Canada to instate two-year ban on foreign homebuyers in attempt to curb rising prices

The federal government is planning on banning most foreigners from buying homes in Canada for two years.

Jarryd Jaeger Vancouver, BC

In an attempt to quell skyrocketing real estate prices across Canada, the federal government is planning on instating a two-year ban on most foreigners buying homes.

It's no secret that Canada has one of the exorbitant real estate markets in the world, with the average price of a home currently sitting at $869,300. Over the past two years alone, prices have gone up by over 50%.

In response, the federal government is planning on banning most foreigners from buying homes in Canada for two years.

According to CP24, the proposed ban will be introduced in the Liberals' budget on Thursday as part of a larger set of measures aimed at increasing housing affordability. The budget also includes $4 billion to update municipal zoning and permit systems, $1.5 billion for co-op housing, and $1 billion for affordable housing.

The ban, which was promised by Trudeau in 2021, reportedly applies to the purchase of condos, apartments and single residential units.
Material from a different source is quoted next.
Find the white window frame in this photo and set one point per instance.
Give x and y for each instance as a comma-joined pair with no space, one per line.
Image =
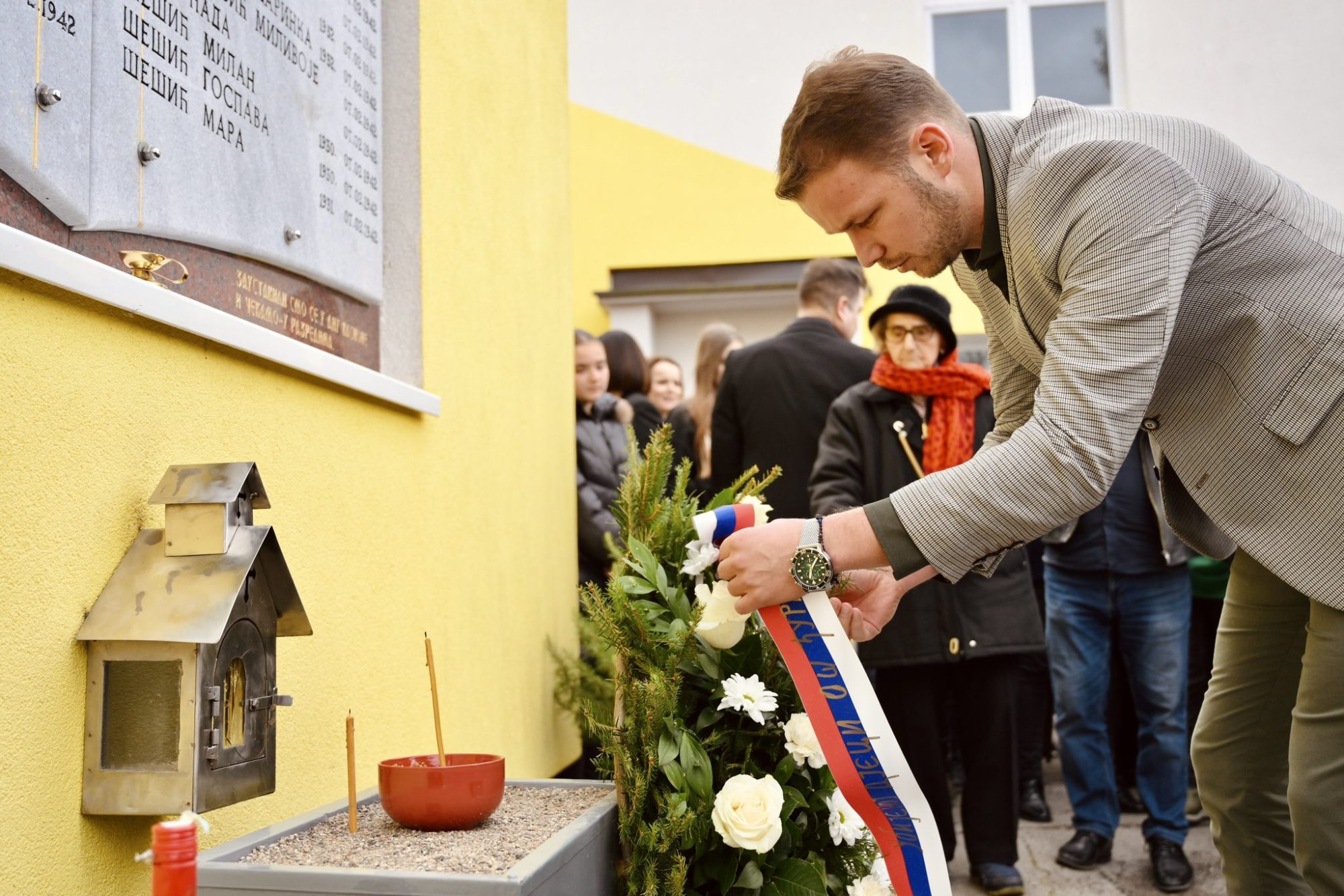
1022,77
Permanent residents, foreign workers, and students will still be permitted to buy these properties, as well as foreigners whose primary residence is in Canada.

This, says CTV News' Joyce Napier, is meant to crack down on foreigners who "buy the home and never come to Canada to live in it and leave the home empty while the inventory is low and people can’t buy homes."

Some analysts in Vancouver, Canada's second most expensive housing market, are skeptical that the ban would achieve the desired result.

Speaking with the Vancouver Sun, director of the UBC Centre for Urban Economics and Real Estate, Tsur Sommerville, even went so far as to call the ban "virtue signalling."

He pointed out that most foreign homebuyers go for expensive properties in Vancouver's swankiest neighbourhoods, a market that's "not what is defining affordability" for ordinary Canadians.

According to the Sun, BC has already attempted to dissuade foreign home buyers with a 20% foreign-buyers tax as well as a speculation and vacancy tax, however prices have continued to rise unabated.

Some have expressed concern regarding the exceptions made for students. One Vancouver resident argued that parents of foreign students could potentially exploit the loophole and buy homes under their children's names.